Short longer grass short longer longer shorter yellow grass Pigeons large pigeons on the shorter longer yellow grass alas pigeons on the grass.”
Then she looks at the camera with an ambiguous half-grin and states that this was exactly what she saw: pigeons on the grass, in her yard. There you have it. It’s as simple as that.

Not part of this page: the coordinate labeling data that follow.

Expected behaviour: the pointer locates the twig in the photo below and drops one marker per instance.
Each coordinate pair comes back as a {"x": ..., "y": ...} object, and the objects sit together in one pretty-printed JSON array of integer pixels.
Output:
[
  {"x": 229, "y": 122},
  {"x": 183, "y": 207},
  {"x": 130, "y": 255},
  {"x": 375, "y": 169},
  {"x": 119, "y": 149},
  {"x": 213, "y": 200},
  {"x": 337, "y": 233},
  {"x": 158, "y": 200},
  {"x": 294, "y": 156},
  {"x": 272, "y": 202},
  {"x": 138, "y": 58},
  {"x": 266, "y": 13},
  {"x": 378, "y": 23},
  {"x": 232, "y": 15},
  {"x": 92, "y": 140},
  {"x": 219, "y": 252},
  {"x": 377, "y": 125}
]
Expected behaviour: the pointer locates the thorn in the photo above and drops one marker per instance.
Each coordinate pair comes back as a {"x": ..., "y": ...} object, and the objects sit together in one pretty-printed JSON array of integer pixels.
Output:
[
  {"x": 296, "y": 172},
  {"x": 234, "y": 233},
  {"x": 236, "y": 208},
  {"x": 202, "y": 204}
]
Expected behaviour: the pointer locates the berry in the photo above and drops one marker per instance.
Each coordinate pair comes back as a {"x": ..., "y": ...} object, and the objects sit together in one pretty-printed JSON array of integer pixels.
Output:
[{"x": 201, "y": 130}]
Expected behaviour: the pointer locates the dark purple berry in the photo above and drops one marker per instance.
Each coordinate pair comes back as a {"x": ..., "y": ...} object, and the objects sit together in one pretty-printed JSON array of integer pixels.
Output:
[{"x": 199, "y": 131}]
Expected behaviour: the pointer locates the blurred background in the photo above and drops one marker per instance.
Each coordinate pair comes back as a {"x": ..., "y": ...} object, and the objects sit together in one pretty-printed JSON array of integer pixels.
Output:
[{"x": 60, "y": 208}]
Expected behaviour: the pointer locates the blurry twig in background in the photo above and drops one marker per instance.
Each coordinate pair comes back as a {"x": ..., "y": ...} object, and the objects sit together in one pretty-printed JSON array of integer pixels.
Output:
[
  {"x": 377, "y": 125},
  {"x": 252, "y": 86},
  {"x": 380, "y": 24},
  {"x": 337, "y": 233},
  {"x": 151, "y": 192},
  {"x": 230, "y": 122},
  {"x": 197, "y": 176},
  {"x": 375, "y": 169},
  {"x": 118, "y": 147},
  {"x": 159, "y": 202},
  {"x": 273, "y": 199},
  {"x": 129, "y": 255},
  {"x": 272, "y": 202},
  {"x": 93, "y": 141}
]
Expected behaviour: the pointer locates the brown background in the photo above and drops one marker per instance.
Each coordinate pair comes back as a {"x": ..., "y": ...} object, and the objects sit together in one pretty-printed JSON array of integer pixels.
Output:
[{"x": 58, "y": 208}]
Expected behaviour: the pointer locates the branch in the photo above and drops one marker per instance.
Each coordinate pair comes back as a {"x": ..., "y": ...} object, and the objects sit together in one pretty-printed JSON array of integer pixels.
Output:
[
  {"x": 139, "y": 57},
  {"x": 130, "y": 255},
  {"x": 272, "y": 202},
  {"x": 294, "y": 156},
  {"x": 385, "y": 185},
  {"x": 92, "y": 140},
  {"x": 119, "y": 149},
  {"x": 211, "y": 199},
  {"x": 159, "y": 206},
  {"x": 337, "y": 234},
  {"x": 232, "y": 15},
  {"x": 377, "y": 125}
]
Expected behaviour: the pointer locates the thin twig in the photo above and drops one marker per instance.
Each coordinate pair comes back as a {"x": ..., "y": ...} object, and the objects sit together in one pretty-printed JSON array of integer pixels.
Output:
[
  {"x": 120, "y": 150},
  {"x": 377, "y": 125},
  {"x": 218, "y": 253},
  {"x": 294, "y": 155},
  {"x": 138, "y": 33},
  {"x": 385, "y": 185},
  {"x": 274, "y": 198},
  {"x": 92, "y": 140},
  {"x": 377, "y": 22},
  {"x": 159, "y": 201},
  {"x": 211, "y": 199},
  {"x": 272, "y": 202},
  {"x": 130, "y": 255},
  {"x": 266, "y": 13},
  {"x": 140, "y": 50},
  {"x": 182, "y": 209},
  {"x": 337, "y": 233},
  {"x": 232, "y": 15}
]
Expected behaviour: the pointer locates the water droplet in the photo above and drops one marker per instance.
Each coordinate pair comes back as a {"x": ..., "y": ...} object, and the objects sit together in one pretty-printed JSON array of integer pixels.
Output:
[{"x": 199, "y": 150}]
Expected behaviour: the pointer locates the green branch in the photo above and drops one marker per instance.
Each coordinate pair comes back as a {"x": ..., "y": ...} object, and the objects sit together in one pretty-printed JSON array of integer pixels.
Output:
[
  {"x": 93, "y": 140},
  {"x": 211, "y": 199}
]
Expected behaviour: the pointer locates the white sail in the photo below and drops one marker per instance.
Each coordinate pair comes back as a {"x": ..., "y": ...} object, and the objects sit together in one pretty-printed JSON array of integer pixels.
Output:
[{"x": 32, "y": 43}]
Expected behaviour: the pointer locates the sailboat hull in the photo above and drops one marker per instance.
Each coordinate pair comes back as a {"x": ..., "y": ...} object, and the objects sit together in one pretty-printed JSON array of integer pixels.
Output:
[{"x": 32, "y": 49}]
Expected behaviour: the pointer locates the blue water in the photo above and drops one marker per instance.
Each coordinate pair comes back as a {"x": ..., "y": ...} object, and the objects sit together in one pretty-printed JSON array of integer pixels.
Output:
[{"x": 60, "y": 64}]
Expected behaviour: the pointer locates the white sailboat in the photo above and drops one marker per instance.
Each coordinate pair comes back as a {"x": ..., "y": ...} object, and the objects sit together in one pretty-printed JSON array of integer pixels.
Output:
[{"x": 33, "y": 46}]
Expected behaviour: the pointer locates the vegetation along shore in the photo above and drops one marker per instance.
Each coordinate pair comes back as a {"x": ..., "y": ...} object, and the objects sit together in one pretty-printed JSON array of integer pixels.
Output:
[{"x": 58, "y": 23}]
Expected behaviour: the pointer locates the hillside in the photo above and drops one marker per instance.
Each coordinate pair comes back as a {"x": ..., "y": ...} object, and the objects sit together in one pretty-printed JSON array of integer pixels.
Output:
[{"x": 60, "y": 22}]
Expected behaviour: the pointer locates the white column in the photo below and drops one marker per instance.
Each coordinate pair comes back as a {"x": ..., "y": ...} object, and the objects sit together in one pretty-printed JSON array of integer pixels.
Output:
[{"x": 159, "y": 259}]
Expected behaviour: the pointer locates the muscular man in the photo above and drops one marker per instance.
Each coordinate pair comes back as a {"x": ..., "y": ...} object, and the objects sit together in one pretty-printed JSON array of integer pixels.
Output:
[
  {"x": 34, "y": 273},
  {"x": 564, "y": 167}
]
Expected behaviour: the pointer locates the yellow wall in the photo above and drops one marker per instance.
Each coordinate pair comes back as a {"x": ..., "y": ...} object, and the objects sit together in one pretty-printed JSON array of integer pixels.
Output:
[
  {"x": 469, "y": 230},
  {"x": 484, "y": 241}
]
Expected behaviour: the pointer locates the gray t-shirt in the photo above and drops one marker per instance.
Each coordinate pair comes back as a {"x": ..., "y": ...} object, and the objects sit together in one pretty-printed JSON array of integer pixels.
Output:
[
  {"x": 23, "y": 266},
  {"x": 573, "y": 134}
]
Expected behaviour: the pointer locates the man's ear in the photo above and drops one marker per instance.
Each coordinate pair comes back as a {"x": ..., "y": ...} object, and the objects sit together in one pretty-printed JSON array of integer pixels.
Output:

Another wall is covered with an oversized, pleased-looking Stein presenting her brand-new evening suit tailored by fashion designer Pierre Balmain. In “Story 2: Domestic Stein”, two of her beautiful, elaborately embroidered vests, both perhaps made by Alice, round out Stein’s sensuous presence.
In the cornucopia of photographs, original art work, posters and of course books, there is enough of the familiar (the art-covered studio walls at 27 Rue de Fleurus, the portraits of Stein by all the famous photographers and artists, the Ford, the dogs and the country house) to set a solid base for the intention of the show to present Stein’s less familiar faces.
“Everyone has their own narrative on who is Gertrude Stein,” the two curators of the show, scholars Wanda Corn and Tirza Latimer, explained in the opening lecture. Instead of the well-known Stein, the “patron collector, the Stein of the Lost Generation, or the difficult-to-read Stein,” they wanted to present the “unknown Stein” as well as the “visual Stein,” i.e. the writer who inhabited a visual world and insisted that for writing, eyes “were more important than ears.”
Seeing Gertrude : Five Stories focuses on the period between 1920 and 1946, when Stein could no longer afford to buy Picasso or Matisse and instead collected affordable artists from all walks of life who were young, gay, and admiring (part of “Story 3: The Art of Friendship”). The curators were interested in the American rather than the expatriate Stein (“Story 4: Celebrity Stein” with the US Lecture Tour). They did not want to present Stein as the lonesome genius, but as the collaborator with other artists who became her “second family.”

The exhibition certainly succeeds in making Stein “visual.” There is an abundance of multimedia: movie footage and a two-hour slide show of photographic images in “Story 1: Picturing Gertrude Stein,” showing what Stein looked like in her various bohemian and post-bohemian, monk- and dyke-style outfits. There are marvelous audio-samples of the author reading from her work and there are many filmed excerpts from her collaborations – her two operas and her one ballet – in rare historical and modern versions.
“Stein has always evoked passionate responses,” the exhibition tells us. “She paraded, even celebrated, her contradictions. Her literay innovations were radical but her political beliefs conservative. She was a lesbian who perferred the intellectual company of men. She was born and raised a Jew but did not give Judaism a central place in her public identity. A self-acclaimed genius, she preferred talking to the man in the street rather than those in power. She was an expatriate who wanted to be famous in her home country. She was beloved but also feared and disliked. Seeing Gertrude Stein: Five Stories explores this complex and fascinating woman.”

Not all of these contradictory facets are visible or easily detectable in the exhibition. One story – the Jewish story –- seems to be entirely missing. We will have to wait for the catalogue-book, to be published any day by UC Press, to find out why, and find out more.